Department of Pharmacy, Okayama University Hospital.
Department of Medicinal Pharmacology, Okayama University Graduate School of Medicine, Dentistry and Pharmaceutical Sciences.
Acta Med Okayama. 2020 Dec;74(6):545-550. doi: 10.18926/AMO/61215.

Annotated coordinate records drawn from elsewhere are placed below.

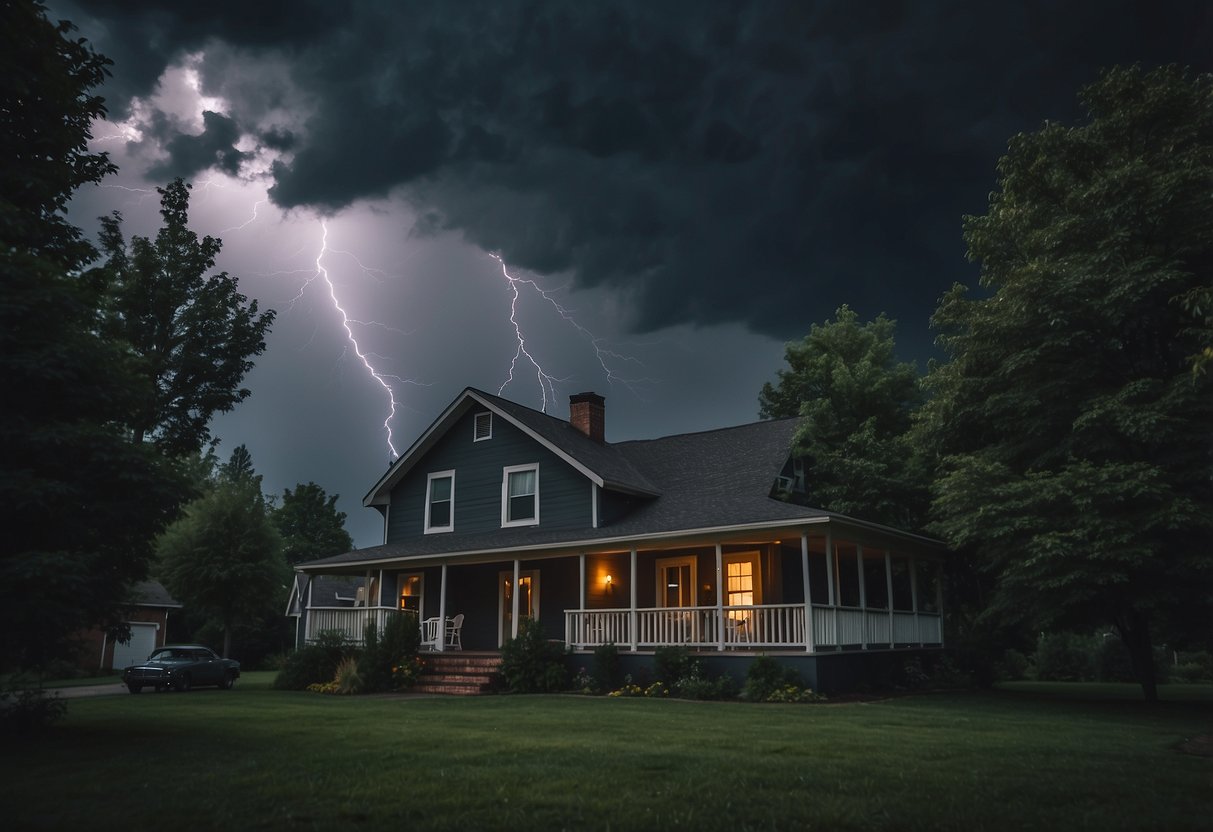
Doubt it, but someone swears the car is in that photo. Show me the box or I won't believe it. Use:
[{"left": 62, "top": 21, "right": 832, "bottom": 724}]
[{"left": 123, "top": 644, "right": 240, "bottom": 694}]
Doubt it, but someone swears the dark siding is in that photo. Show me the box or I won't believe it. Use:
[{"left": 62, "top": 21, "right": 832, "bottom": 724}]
[{"left": 387, "top": 411, "right": 592, "bottom": 543}]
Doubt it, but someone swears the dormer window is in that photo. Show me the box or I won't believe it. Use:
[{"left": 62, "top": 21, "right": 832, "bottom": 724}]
[
  {"left": 472, "top": 410, "right": 492, "bottom": 441},
  {"left": 501, "top": 463, "right": 539, "bottom": 526},
  {"left": 426, "top": 471, "right": 455, "bottom": 535}
]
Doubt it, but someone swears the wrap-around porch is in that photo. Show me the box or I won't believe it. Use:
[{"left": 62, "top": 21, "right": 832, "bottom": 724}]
[{"left": 301, "top": 530, "right": 943, "bottom": 653}]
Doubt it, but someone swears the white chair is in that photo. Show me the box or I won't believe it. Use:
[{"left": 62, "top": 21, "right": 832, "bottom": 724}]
[
  {"left": 421, "top": 615, "right": 443, "bottom": 650},
  {"left": 443, "top": 612, "right": 463, "bottom": 650}
]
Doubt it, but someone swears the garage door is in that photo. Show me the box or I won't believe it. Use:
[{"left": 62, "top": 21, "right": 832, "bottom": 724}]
[{"left": 114, "top": 621, "right": 156, "bottom": 671}]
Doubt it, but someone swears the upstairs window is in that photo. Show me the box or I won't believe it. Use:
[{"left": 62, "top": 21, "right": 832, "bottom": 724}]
[
  {"left": 501, "top": 463, "right": 539, "bottom": 526},
  {"left": 472, "top": 410, "right": 492, "bottom": 441},
  {"left": 426, "top": 471, "right": 455, "bottom": 535}
]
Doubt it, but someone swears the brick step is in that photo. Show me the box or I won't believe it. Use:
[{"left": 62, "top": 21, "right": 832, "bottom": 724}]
[
  {"left": 412, "top": 684, "right": 485, "bottom": 696},
  {"left": 417, "top": 672, "right": 495, "bottom": 685}
]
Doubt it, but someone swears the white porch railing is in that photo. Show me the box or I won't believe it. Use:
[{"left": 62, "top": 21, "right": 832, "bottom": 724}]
[
  {"left": 564, "top": 604, "right": 943, "bottom": 649},
  {"left": 303, "top": 606, "right": 399, "bottom": 644}
]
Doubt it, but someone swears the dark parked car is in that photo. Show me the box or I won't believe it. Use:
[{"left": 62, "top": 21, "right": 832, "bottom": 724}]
[{"left": 123, "top": 644, "right": 240, "bottom": 694}]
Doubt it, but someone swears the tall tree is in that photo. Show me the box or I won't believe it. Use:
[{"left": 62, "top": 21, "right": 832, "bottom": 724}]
[
  {"left": 758, "top": 306, "right": 928, "bottom": 529},
  {"left": 101, "top": 179, "right": 274, "bottom": 455},
  {"left": 273, "top": 483, "right": 354, "bottom": 565},
  {"left": 921, "top": 67, "right": 1213, "bottom": 700},
  {"left": 156, "top": 445, "right": 290, "bottom": 656},
  {"left": 0, "top": 1, "right": 183, "bottom": 669}
]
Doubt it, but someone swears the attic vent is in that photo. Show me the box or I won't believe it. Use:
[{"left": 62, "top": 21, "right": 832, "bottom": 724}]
[{"left": 472, "top": 410, "right": 492, "bottom": 441}]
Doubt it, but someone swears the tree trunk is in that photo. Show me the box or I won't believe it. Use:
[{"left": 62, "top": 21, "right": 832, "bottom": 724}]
[{"left": 1116, "top": 610, "right": 1158, "bottom": 702}]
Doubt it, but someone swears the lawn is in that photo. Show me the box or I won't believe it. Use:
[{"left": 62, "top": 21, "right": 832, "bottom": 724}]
[{"left": 0, "top": 674, "right": 1213, "bottom": 832}]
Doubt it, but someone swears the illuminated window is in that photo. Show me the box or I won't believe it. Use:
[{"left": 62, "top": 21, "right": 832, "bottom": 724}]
[
  {"left": 472, "top": 410, "right": 492, "bottom": 441},
  {"left": 426, "top": 471, "right": 455, "bottom": 535},
  {"left": 501, "top": 463, "right": 539, "bottom": 526}
]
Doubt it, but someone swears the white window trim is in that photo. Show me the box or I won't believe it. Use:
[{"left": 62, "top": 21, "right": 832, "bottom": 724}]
[
  {"left": 501, "top": 462, "right": 539, "bottom": 529},
  {"left": 472, "top": 410, "right": 492, "bottom": 441},
  {"left": 425, "top": 468, "right": 455, "bottom": 535}
]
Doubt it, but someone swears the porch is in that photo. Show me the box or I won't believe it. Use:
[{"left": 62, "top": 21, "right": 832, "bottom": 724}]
[{"left": 301, "top": 530, "right": 943, "bottom": 654}]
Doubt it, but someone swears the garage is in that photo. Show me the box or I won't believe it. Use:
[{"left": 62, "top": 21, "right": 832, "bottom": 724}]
[{"left": 113, "top": 621, "right": 159, "bottom": 671}]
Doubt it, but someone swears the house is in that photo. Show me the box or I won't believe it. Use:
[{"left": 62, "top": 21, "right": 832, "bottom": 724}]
[
  {"left": 76, "top": 581, "right": 181, "bottom": 672},
  {"left": 290, "top": 388, "right": 945, "bottom": 685}
]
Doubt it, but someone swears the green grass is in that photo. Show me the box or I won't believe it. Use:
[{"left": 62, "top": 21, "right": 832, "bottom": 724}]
[{"left": 0, "top": 688, "right": 1213, "bottom": 832}]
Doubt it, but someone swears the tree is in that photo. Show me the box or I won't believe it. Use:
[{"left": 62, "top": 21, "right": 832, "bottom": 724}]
[
  {"left": 101, "top": 179, "right": 274, "bottom": 455},
  {"left": 919, "top": 67, "right": 1213, "bottom": 700},
  {"left": 0, "top": 2, "right": 184, "bottom": 669},
  {"left": 156, "top": 446, "right": 290, "bottom": 656},
  {"left": 758, "top": 306, "right": 928, "bottom": 529},
  {"left": 273, "top": 483, "right": 354, "bottom": 565}
]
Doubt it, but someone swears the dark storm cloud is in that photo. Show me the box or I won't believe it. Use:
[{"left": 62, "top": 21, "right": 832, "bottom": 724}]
[
  {"left": 59, "top": 0, "right": 1213, "bottom": 337},
  {"left": 148, "top": 110, "right": 251, "bottom": 179}
]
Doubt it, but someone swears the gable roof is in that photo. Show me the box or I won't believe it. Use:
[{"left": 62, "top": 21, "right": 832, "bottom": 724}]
[
  {"left": 363, "top": 387, "right": 660, "bottom": 506},
  {"left": 306, "top": 409, "right": 873, "bottom": 571}
]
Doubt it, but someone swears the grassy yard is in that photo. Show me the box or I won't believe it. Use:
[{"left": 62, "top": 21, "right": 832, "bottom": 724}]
[{"left": 0, "top": 674, "right": 1213, "bottom": 832}]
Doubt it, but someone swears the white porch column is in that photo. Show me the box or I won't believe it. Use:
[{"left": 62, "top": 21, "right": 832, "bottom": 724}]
[
  {"left": 627, "top": 547, "right": 639, "bottom": 653},
  {"left": 801, "top": 531, "right": 813, "bottom": 653},
  {"left": 826, "top": 528, "right": 838, "bottom": 646},
  {"left": 884, "top": 549, "right": 898, "bottom": 648},
  {"left": 434, "top": 564, "right": 446, "bottom": 653},
  {"left": 716, "top": 542, "right": 724, "bottom": 650},
  {"left": 582, "top": 552, "right": 586, "bottom": 648},
  {"left": 509, "top": 558, "right": 521, "bottom": 638},
  {"left": 855, "top": 543, "right": 867, "bottom": 650}
]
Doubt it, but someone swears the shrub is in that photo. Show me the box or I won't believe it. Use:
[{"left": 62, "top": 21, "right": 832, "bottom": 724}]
[
  {"left": 1033, "top": 633, "right": 1095, "bottom": 682},
  {"left": 358, "top": 612, "right": 421, "bottom": 694},
  {"left": 0, "top": 679, "right": 68, "bottom": 735},
  {"left": 674, "top": 661, "right": 738, "bottom": 700},
  {"left": 273, "top": 631, "right": 354, "bottom": 690},
  {"left": 741, "top": 655, "right": 801, "bottom": 702},
  {"left": 590, "top": 644, "right": 623, "bottom": 691},
  {"left": 501, "top": 619, "right": 569, "bottom": 694},
  {"left": 995, "top": 648, "right": 1029, "bottom": 682},
  {"left": 653, "top": 646, "right": 699, "bottom": 696}
]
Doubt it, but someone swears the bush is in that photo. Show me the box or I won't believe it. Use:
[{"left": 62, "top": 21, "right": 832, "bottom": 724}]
[
  {"left": 674, "top": 660, "right": 738, "bottom": 700},
  {"left": 1033, "top": 633, "right": 1095, "bottom": 682},
  {"left": 588, "top": 644, "right": 623, "bottom": 693},
  {"left": 0, "top": 679, "right": 68, "bottom": 736},
  {"left": 741, "top": 655, "right": 801, "bottom": 702},
  {"left": 501, "top": 619, "right": 569, "bottom": 694},
  {"left": 273, "top": 631, "right": 354, "bottom": 690},
  {"left": 358, "top": 612, "right": 421, "bottom": 694}
]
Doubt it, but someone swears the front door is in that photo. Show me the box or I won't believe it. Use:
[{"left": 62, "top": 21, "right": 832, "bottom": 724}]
[{"left": 497, "top": 569, "right": 539, "bottom": 646}]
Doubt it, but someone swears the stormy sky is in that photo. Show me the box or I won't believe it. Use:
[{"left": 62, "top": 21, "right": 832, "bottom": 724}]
[{"left": 51, "top": 0, "right": 1213, "bottom": 547}]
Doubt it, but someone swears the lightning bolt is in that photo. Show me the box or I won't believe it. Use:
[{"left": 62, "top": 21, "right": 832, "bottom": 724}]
[
  {"left": 489, "top": 253, "right": 656, "bottom": 414},
  {"left": 310, "top": 220, "right": 411, "bottom": 460}
]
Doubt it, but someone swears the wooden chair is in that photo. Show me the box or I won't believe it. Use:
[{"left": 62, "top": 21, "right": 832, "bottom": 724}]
[{"left": 443, "top": 612, "right": 463, "bottom": 650}]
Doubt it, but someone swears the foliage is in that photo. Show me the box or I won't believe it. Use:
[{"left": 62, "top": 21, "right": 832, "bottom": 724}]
[
  {"left": 273, "top": 483, "right": 354, "bottom": 565},
  {"left": 673, "top": 661, "right": 738, "bottom": 700},
  {"left": 501, "top": 619, "right": 569, "bottom": 694},
  {"left": 358, "top": 612, "right": 421, "bottom": 694},
  {"left": 918, "top": 67, "right": 1213, "bottom": 699},
  {"left": 0, "top": 2, "right": 186, "bottom": 671},
  {"left": 156, "top": 465, "right": 290, "bottom": 655},
  {"left": 590, "top": 644, "right": 623, "bottom": 691},
  {"left": 101, "top": 179, "right": 274, "bottom": 455},
  {"left": 273, "top": 631, "right": 354, "bottom": 690},
  {"left": 758, "top": 306, "right": 929, "bottom": 529},
  {"left": 0, "top": 688, "right": 68, "bottom": 736},
  {"left": 741, "top": 654, "right": 801, "bottom": 702}
]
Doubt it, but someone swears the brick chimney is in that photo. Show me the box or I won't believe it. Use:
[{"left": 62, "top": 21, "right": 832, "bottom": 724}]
[{"left": 569, "top": 393, "right": 607, "bottom": 443}]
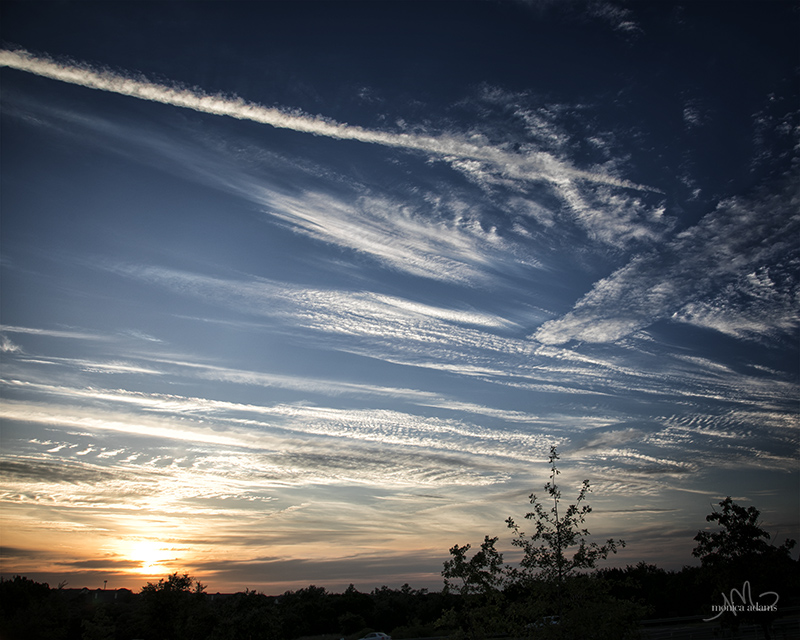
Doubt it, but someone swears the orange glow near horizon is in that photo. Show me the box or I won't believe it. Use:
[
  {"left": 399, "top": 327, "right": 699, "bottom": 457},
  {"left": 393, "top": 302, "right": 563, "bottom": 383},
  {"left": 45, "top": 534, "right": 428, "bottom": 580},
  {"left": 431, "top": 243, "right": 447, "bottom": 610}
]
[{"left": 126, "top": 539, "right": 172, "bottom": 576}]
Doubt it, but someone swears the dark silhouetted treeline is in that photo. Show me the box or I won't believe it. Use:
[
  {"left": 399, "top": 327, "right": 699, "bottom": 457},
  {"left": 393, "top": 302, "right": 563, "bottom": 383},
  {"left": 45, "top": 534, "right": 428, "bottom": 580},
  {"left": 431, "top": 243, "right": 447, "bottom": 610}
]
[{"left": 0, "top": 560, "right": 800, "bottom": 640}]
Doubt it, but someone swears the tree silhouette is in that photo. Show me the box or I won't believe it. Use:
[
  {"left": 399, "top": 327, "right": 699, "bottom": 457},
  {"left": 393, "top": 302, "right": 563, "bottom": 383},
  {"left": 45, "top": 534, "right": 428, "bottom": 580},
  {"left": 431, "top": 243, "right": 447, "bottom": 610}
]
[
  {"left": 692, "top": 496, "right": 798, "bottom": 638},
  {"left": 506, "top": 447, "right": 625, "bottom": 586},
  {"left": 692, "top": 496, "right": 796, "bottom": 567}
]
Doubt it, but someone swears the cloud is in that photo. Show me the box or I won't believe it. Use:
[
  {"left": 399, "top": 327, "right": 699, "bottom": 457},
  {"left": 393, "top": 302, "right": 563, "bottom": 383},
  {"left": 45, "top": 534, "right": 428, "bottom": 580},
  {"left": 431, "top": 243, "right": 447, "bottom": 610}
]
[
  {"left": 0, "top": 50, "right": 652, "bottom": 191},
  {"left": 533, "top": 181, "right": 800, "bottom": 344},
  {"left": 0, "top": 335, "right": 22, "bottom": 353},
  {"left": 0, "top": 324, "right": 111, "bottom": 341}
]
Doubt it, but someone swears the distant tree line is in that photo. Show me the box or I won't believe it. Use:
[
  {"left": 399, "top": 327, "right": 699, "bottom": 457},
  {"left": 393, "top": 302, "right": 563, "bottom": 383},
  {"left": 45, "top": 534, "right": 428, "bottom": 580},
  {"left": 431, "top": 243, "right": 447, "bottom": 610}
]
[{"left": 0, "top": 449, "right": 800, "bottom": 640}]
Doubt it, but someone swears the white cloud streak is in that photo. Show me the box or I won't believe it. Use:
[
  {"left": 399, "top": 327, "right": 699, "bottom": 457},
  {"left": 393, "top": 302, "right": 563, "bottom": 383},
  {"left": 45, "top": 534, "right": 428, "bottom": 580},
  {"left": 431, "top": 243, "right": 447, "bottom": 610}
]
[
  {"left": 533, "top": 175, "right": 800, "bottom": 344},
  {"left": 0, "top": 50, "right": 654, "bottom": 191}
]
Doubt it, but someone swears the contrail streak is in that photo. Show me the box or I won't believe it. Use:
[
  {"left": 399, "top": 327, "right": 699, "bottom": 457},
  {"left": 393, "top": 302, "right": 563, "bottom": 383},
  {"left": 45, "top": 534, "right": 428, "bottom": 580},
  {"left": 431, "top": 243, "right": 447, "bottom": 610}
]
[{"left": 0, "top": 49, "right": 657, "bottom": 191}]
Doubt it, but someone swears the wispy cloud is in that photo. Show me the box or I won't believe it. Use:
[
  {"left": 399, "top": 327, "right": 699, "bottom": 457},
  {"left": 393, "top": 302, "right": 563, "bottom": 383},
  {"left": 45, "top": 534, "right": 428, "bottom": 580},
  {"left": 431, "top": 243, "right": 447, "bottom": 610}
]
[
  {"left": 533, "top": 175, "right": 800, "bottom": 344},
  {"left": 0, "top": 50, "right": 652, "bottom": 191}
]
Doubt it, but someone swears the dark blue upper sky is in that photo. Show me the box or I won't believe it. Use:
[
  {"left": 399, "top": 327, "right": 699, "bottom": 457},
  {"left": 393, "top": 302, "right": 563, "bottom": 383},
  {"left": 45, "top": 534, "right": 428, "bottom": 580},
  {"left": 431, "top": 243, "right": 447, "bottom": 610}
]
[{"left": 0, "top": 1, "right": 800, "bottom": 591}]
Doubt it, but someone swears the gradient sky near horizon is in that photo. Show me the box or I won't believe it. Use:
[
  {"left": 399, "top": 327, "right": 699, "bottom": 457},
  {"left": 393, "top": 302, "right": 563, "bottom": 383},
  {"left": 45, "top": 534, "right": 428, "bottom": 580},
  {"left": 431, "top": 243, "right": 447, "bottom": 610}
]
[{"left": 0, "top": 1, "right": 800, "bottom": 593}]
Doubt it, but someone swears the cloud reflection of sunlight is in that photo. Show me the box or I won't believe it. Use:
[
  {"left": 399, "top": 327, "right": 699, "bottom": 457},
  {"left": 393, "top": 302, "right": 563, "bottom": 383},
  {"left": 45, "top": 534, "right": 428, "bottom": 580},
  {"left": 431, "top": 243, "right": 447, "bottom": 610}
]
[{"left": 128, "top": 539, "right": 172, "bottom": 576}]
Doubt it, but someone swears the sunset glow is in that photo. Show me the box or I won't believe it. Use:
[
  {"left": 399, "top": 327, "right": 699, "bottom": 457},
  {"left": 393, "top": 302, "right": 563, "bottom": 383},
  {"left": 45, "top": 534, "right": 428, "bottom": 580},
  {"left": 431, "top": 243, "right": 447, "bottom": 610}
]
[{"left": 0, "top": 0, "right": 800, "bottom": 594}]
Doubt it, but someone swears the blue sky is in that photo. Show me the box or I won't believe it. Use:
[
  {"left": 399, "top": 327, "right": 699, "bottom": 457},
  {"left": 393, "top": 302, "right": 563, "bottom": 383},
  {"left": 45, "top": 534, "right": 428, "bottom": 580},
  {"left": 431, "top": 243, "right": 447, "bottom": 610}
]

Polymorphisms in methotrexate transporter pathways have been associated with methotrexate toxicities and clearance. Recent genome-wide association studies have revealed that the SLCO1B1 T521C variant is associated with methotrexate elimination. We present a case of a pediatric patient with acute lymphoblastic leukemia who suffered from persistently high plasma methotrexate concentrations and acute kidney injuries after the admin-istration of a medium dose of methotrexate. Subsequent genetic analysis showed that he was a carrier of dys-functional genetic variants associated with methotrexate clearance. This case highlights that polymorphisms of methotrexate transporter pathways can adversely affect methotrexate elimination in a clinically significant manner.
甲氨蝶呤转运途径的多态性与甲氨蝶呤的毒性和清除有关。最近的全基因组关联研究表明,SLCO1B1 T521C 变体与甲氨蝶呤的消除有关。我们报告了一例患有急性淋巴细胞白血病的儿科患者,在给予中等剂量的甲氨蝶呤后,他的血浆甲氨蝶呤浓度持续升高,并出现急性肾损伤。随后的基因分析显示,他是与甲氨蝶呤清除相关的功能异常遗传变异的携带者。本病例强调了甲氨蝶呤转运途径的多态性可能以临床显著的方式影响甲氨蝶呤的消除。